New Dutch analysis has estimated that the prevalence of doping in elite sport is "likely" to be between 14 and 39 per cent - far above the level of adverse analytical findings turned up by anti-doping tests.
But the analysis also concludes that, while the tools to obtain a far more accurate gauge of true doping levels exist, published studies on the subject are "scarce".
Interviewed by insidethegames, one of the authors, Olivier de Hon, appealed to governing bodies to take the necessary steps to compile and publish information that would permit a fuller picture to emerge.
"Our conclusion is that 14-39 per cent is the best available estimate at the moment," De Hon, scientific affairs manager at the Dopingautoriteit, the Dutch national anti-doping organisation (NADO), said.
"If governing bodies were more active and transparent in this area, we should be able to build a much better idea of the true prevalence of doping in elite sport."
It is now more than three years since David Howman, director general of the World Anti-Doping Agency (WADA), told a clean competition conference in New York that while analytical findings suggested that the prevalence of doping was about one-two per cent, "recent studies suggest double digits".
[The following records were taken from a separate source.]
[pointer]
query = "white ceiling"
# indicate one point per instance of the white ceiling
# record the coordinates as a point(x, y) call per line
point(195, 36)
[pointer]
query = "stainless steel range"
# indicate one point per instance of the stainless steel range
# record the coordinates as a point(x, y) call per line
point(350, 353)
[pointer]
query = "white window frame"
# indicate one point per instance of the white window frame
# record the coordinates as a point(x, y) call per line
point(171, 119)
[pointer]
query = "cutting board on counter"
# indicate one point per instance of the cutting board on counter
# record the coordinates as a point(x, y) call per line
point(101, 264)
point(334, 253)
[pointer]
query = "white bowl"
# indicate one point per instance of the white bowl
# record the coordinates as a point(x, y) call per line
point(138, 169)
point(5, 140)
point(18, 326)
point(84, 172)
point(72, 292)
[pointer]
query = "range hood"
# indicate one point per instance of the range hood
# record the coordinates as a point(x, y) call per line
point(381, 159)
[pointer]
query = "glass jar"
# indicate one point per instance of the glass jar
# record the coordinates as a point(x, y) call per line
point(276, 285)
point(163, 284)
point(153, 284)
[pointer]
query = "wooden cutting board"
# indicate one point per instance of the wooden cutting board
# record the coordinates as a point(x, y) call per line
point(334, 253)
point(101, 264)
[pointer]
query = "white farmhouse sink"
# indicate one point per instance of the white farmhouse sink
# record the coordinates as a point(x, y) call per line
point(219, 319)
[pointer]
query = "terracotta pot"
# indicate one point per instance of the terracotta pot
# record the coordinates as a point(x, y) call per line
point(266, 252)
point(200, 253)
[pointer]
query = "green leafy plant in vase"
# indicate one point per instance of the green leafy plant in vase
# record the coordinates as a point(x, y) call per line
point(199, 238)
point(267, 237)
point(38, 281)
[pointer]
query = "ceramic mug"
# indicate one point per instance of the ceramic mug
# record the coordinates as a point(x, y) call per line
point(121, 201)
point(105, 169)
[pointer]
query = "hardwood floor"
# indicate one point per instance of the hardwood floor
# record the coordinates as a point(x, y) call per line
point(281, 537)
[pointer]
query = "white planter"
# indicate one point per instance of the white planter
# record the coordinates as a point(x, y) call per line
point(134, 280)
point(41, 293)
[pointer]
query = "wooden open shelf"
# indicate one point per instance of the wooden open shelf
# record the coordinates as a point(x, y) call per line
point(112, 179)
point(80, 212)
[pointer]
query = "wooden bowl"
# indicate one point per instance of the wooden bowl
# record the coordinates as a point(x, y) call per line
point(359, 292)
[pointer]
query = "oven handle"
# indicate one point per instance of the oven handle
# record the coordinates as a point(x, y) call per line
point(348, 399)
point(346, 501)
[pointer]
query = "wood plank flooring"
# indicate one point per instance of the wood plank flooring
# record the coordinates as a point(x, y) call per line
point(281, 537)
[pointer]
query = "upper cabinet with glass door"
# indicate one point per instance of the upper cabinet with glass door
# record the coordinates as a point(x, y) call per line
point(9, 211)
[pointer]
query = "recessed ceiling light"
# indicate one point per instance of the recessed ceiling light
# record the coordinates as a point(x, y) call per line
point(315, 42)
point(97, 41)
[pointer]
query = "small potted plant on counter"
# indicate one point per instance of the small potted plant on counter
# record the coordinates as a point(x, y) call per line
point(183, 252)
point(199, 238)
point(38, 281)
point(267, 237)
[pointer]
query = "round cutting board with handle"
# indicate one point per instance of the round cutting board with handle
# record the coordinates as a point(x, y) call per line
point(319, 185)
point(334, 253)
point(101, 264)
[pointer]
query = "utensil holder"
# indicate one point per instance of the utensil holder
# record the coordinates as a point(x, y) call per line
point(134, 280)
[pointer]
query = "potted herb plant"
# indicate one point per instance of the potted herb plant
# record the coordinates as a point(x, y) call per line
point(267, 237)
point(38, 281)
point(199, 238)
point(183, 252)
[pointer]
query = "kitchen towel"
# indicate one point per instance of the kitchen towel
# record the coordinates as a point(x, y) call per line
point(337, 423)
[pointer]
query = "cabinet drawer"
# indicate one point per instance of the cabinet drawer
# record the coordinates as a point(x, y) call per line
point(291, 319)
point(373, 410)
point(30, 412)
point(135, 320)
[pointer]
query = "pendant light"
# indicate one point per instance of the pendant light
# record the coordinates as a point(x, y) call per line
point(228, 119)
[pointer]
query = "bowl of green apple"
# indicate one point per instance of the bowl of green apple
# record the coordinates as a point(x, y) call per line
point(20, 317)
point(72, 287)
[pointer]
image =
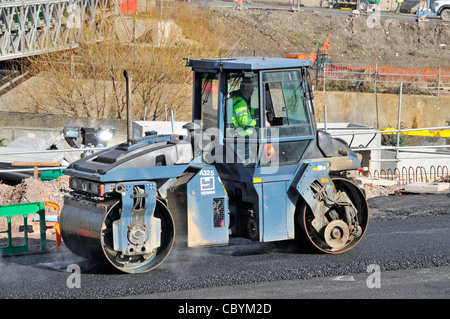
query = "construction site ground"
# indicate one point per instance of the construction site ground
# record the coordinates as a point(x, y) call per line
point(394, 42)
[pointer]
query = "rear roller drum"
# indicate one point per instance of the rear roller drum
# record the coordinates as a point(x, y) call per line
point(340, 231)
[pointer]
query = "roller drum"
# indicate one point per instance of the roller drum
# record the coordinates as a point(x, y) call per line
point(82, 223)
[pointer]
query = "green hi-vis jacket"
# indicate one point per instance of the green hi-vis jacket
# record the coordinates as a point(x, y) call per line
point(242, 117)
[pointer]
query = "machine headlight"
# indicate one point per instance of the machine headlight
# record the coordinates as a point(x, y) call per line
point(105, 133)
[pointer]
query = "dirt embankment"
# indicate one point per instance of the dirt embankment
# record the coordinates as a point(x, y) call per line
point(357, 39)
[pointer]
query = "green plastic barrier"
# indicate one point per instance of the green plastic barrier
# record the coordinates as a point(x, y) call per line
point(24, 210)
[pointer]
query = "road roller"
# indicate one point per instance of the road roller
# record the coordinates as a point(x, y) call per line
point(250, 164)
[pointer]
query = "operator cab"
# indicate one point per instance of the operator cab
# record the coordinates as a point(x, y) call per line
point(259, 110)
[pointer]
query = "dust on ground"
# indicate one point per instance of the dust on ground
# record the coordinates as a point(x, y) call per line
point(354, 39)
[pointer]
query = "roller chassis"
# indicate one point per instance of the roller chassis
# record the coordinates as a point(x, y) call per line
point(133, 202)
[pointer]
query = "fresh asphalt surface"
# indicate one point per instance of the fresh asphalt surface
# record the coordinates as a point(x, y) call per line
point(407, 241)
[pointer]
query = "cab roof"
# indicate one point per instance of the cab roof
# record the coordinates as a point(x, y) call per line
point(246, 63)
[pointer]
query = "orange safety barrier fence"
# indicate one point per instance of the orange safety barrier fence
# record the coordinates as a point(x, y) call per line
point(389, 73)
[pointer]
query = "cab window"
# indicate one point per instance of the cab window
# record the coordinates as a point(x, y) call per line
point(284, 105)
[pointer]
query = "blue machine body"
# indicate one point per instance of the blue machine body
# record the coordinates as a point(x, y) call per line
point(215, 182)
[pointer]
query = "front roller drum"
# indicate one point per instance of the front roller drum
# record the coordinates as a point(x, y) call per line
point(337, 235)
point(86, 229)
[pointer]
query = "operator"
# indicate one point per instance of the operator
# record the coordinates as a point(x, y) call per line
point(242, 112)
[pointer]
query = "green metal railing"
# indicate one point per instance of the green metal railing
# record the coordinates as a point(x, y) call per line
point(24, 210)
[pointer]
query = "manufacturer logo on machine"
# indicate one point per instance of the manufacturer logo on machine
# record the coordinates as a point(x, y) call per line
point(207, 186)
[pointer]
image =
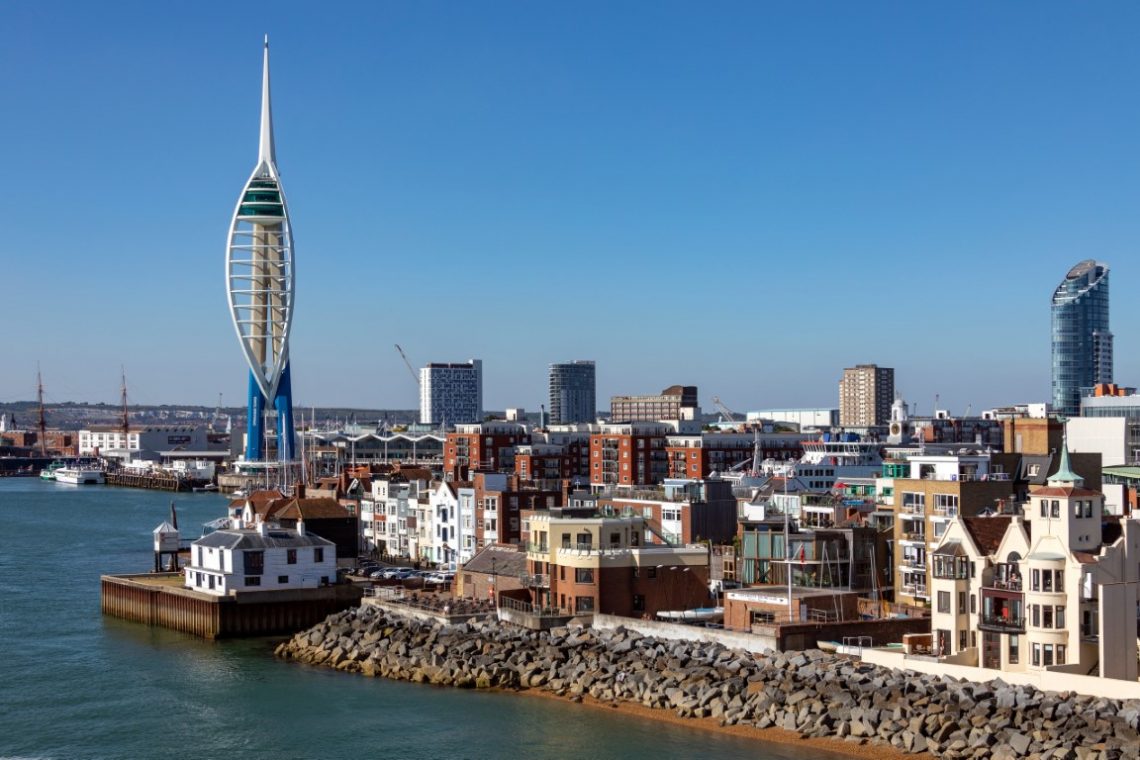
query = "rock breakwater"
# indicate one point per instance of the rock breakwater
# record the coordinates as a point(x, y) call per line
point(811, 693)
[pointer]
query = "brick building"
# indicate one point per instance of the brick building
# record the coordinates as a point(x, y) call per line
point(632, 454)
point(486, 447)
point(586, 564)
Without a more accurate reading, however - and in particular an idea of whether prevalence is rising or falling - it is almost impossible to judge how effective the current policing apparatus really is, whether money is being well spent and if the inconvenience and indignity routinely visited upon competing athletes is worth the trouble.
De Hon and his colleagues, Harm Kuipers and Maarten van Bottenburg from the universities of Maastricht and Utrecht, believe that the impact on athletes imposes a degree of moral responsibility on authorities to act.
As explained by De Hon, the new analysis bases its estimate on two studies that used contrasting methods to reach their conclusions.
The first used blood readings from approximately 7,000 tests of more than 2,700 elite track and field athletes taken between 2001 and 2010, compared them with readings taken from groups of known dopers and known non-dopers, and estimated that some 14 per cent of tested athletes had an elevated haemoglobin level.
This means they were likely to have engaged in some sort of blood manipulation.
De Hon emphasised that this exercise covered blood doping only and made no attempt to gauge steroid use.
A steroid passport has now been launched by anti-doping authorities, suggesting that a similar attempt to measure steroid abuse may be possible within a few years.
The second study drawn on by De Hon and his colleagues used the so-called Randomised Response Technique (RRT) of posing questions to a group of more than 400 German Olympic-level athletes in 2007.
The principle of RRT is that you endeavour to compensate for likely reluctance to answer a direct question candidly by coupling the sensitive query with another that is harmless and whose range of responses can be mathematically deduced.
In its simplest guise, you might ask your sample to toss a coin.
You then ask individuals to respond "Yes" if their coin turned up heads or if they have resorted to doping.
In a large sample, you know that the proportion throwing heads will approximate to 50 per cent and can accordingly work out how many individuals responded "Yes" because of the doping question.
According to De Hon, in this exercise, the proportion who admitted doping was estimated at 20-39 per cent.
While doping prevalence studies are rare, De Hon, who has worked in anti-doping for 15 years, said that others had been conducted without their results having been made public.
He appealed to those responsible to publish their findings.
He also disclosed that a RRT study is currently being conducted among Dutch national elite athletes.
He suggested it might one day also be possible to gauge athlete usage levels of certain drugs via chemical analysis of the sewage systems at training centres and the like.
A full account of the analysis - Prevalence of doping use in elite sports: a review of numbers and methods - was published in Sports Medicine, dated January 2015.